Halpin said she is still looking for new vendors to fill up the market, which only has a handful offering up goods at the moment.

“I think you are more assured of getting fresher products,” said Bueckner. He said the municipality is behind advocating for buying “Jersey type products.”

One vendor from Stella’s in Kearny sold homemade Argentinean empanadas and said that they were testing out the market in Secaucus. Cynthia Barulich, Stella’s daughter, had spent the morning making the empanadas before arriving.
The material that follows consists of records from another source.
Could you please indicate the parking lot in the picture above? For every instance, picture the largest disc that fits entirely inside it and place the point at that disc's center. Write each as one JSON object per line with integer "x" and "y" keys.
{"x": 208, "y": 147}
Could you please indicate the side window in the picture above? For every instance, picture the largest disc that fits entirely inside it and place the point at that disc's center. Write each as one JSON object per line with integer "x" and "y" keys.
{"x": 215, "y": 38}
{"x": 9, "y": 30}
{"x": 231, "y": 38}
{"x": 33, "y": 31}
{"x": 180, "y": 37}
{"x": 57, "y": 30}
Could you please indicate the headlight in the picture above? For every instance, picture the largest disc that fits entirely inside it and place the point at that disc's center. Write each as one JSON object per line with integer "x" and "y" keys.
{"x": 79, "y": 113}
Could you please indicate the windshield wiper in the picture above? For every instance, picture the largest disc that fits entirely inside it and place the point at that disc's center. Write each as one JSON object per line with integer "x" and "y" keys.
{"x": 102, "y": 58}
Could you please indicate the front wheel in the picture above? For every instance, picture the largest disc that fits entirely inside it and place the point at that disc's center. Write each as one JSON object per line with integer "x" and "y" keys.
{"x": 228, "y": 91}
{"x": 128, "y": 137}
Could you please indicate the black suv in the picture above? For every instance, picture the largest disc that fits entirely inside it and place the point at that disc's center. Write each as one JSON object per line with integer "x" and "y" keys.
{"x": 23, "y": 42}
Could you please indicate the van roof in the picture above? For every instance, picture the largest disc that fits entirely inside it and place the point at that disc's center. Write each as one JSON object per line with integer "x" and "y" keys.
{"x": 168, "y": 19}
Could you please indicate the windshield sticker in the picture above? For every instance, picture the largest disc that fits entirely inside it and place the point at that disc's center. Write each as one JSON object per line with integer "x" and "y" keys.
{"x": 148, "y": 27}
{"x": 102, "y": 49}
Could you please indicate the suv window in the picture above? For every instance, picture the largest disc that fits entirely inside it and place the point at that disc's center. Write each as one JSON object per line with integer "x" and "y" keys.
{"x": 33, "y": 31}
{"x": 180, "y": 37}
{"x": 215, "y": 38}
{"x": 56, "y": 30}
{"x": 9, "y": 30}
“We are already doing better than last year,” said Jim Matarazzo from Matarazzo Farms in North Caldwell, who was offering up a variety of fruits and vegetables. His Jersey Fresh Farms table has been appearing on the farmers’ market circuit for 20 years. He has a farm in upstate New York and North Caldwell and goes to places like Ramsey, Pompton Lakes, and Montclair to offer fresh strawberries, grapes, peaches, greens, corn, and the ever popular Jersey tomato among other fruits and vegetables. He accepts WIC and government coupons and offers discounts to town employees.

“People like the idea of the cheese guy, the pickle guy, [and] the nut guy…,” said Matarazzo about the appeal of the farmers’ market and the types of vendors typically present.

The “nut” guys, Tim and Tom McManus, came from East Hanover to sell a variety of nuts and dried fruit. Similar to the other vendors they said that they appear at a number of markets throughout the state. Their most popular nut: the coffee pecan.

“I was looking forward to it,” said shopper Marlene Quinn. “I hope they stay.”